A higher periodic leg movement index (PLMI) predicted less sleep at night in older people with cognitive impairment and sleep disturbance, according to a study published in SLEEP on February 1. The study, which focused on 102 people aged 59 to 96 who had a clinical diagnosis of cognitive impairment, as well as average nightly sleep of seven or less hours and daytime sleep of 30 minutes or longer, found that 21.6% had at least one painful condition, and 45.1% were diagnosed with depression. The participants' average PLMI was 17.3, with 33.3% having a PLMI greater than 15. Time in bed at night exceeded eight hours yet participants averaged only 5.5 hours of sleep. PLMI, time in bed, and age explained 43.6% of the variance in total sleep time.

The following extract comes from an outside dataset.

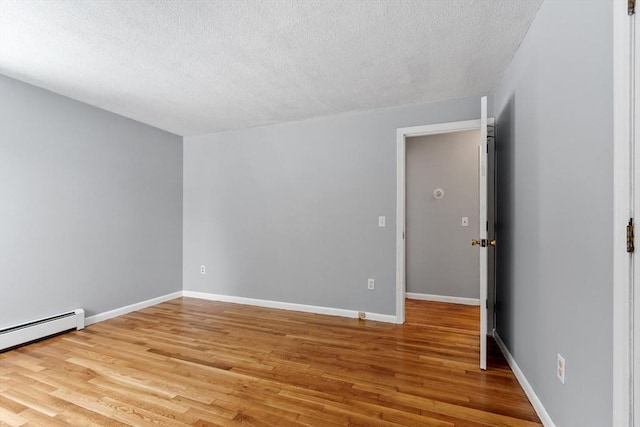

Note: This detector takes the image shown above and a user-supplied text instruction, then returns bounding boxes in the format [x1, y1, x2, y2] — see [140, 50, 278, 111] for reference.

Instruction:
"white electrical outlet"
[556, 353, 567, 384]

One of the first large-scale studies to examine the association of sleep behaviors, neuromuscular performance, and daytime function in a community dwelling of older women finds that poorer sleep is associated with worse physical function in older women during the daytime, a study published last year in SLEEP found. The study involving 2,889 women found that those who slept less than six hours per night walked 3.5% slower than those who slept 6 to 6.8 hours. Those who slept greater than or equal to 7.5 hours took 4.1% longer to complete five chair stands than those who slept 6.8 to 7.5 hours. With higher wake after sleep onset, gait speed was 9.1% slower. It took 7.6% longer to complete five chair stands, and odds of functional limitation were 1.8% higher. Women with 1 to 1.8 hours of daytime sleep had higher odds of a functional limitation than those with less than 30 minutes.

A study published in SLEEP in 2006 found that longer bouts with insomnia were more common in the older population, who are also more likely to be taking types of sedatives that have particular problems with addiction and side effects.

According to Ancoli-Israel, common sleep disorders in the elderly include the following:

- Insomnia, the most common sleep complaint, which affects almost half of adults 60 and older.

- Obstructive sleep apnea (OSA), which can elevate the risk for high blood pressure, stroke, heart disease, and cognitive problems. Snoring, a symptom of OSA, is a very common condition affecting nearly 40% of adults and is more common among older people.

- Restless legs syndrome, where one can experience uncomfortable feelings in the legs such as tingling, crawling, or pins and needles. It affects more than 20% of people aged 80 and older.

- Periodic limb movements, a condition that causes people to jerk and kick their legs every 20 to 40 seconds during sleep. One study found that roughly 40% of older adults have at least a mild form of periodic limb movements.

Not sleeping well can lead to a number of problems. Older adults who have poor nighttime sleep are more likely to have a depressed mood, attention, and memory problems, excessive daytime sleepiness, more nighttime falls, and use more over-the-counter or prescription sleep aids.

While most people require seven to eight hours of sleep a night to perform optimally the next day, older adults might find this harder to obtain. Older adults must be more aware of their sleep and maintain good sleep hygiene by following these tips:

- Establishing a routine sleep schedule.

- Avoiding utilizing bed for activities other than sleep or intimacy.

- Avoiding substances that disturb your sleep, such as alcohol or caffeine.

- Not napping during the day. If you must snooze, limit the time to less than one hour and no later than 3 p.m.

- Stick to rituals that help you relax each night before bed. This can include such things as a warm bath, a light snack, or a few minutes of reading.

- Don't take your worries to bed. Bedtime is a time to relax, not to hash out the stresses of the day.

- If you can't fall asleep, leave your bedroom and engage in a quiet activity. Return to bed only when you are tired.

- Keep your bedroom dark, quiet, and a little cool.